Yes, you need padding, because without padding
- If the public exponent $e$ is below some threshold, decryption is trivial by the $e^\text{th}$ root attack, or extension thereof. We don't even know for sure what a safe threshold is (see this), but it depends on the size of both the AES key and the RSA public modulus.
- If you send the same key encrypted to at least $e$ recipients (each with their public key), Håstad's broadcast attack applies. And I would not be too surprised if this attack could be extended to less recipients given the restricted plaintext space.
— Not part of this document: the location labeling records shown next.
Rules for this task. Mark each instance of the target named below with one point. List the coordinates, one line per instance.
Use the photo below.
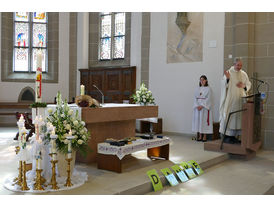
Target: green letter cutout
(196, 166)
(155, 179)
(170, 176)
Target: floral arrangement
(38, 104)
(64, 121)
(143, 96)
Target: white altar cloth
(139, 144)
(44, 111)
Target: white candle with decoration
(21, 124)
(24, 144)
(82, 89)
(53, 137)
(38, 86)
(69, 138)
(36, 124)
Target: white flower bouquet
(143, 96)
(64, 121)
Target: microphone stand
(100, 92)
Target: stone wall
(251, 36)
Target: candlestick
(19, 179)
(38, 180)
(24, 180)
(53, 146)
(68, 181)
(82, 89)
(53, 177)
(69, 138)
(21, 124)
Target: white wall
(9, 91)
(82, 45)
(173, 85)
(135, 44)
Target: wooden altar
(115, 121)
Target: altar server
(202, 110)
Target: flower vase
(63, 164)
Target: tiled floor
(230, 177)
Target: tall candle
(69, 149)
(38, 86)
(82, 89)
(39, 160)
(39, 164)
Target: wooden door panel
(116, 83)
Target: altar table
(110, 157)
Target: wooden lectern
(251, 131)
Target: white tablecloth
(139, 144)
(44, 111)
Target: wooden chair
(28, 124)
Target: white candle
(69, 150)
(53, 157)
(38, 85)
(39, 164)
(82, 89)
(40, 119)
(53, 131)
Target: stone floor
(253, 177)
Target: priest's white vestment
(202, 120)
(231, 100)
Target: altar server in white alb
(202, 112)
(234, 85)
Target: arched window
(112, 36)
(30, 35)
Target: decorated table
(109, 157)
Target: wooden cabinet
(116, 83)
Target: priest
(234, 85)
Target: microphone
(100, 92)
(263, 82)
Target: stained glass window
(21, 16)
(119, 47)
(112, 36)
(21, 59)
(40, 17)
(39, 35)
(30, 34)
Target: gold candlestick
(53, 177)
(18, 180)
(68, 182)
(38, 183)
(24, 182)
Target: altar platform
(132, 181)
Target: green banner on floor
(155, 179)
(170, 176)
(196, 166)
(188, 169)
(180, 173)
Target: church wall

- From the cryptogram, adversaries are able to test a guess of the AES key, and test if it's the same as in another session.
- If the recipient checks that the decrypted result is below $2^k$ where $k$ is the expected AES key size (rather than just keep the low order $k$ bits of the decryption result to form the key), and does so in a way that introduces a timing dependency on the bit size of the result of the textbook RSA decryption (which is easy to let slip in any language), then they stand a risk to be vulnerable to a timing attack allowing decryption of the key.
The recommended padding is RSAES-OAEP, which solves 1/2/3, and when carefully implemented solves 4.
[Off-topic: The whole thing is even pre-packaged in .NET as RSAOAEPKeyExchangeFormatter and RSAOAEPKeyExchangeDeformatter].
Addition: Another option is RSA-KEM. In a nutshell: you generate a secret as wide as the modulus of the public key, encipher it with textbook RSA (no padding), and both sides keep the appropriate low-order bits as the AES key. As long as there is a single recipient, security against 1/3/4 is excellent: it relies on the most basic (conjectured) security properties of RSA, and necessary security properties of RSA implementations (which is no insurance they are met!). But KEM does not solve 2, and is inconvenient for several recipients anyway.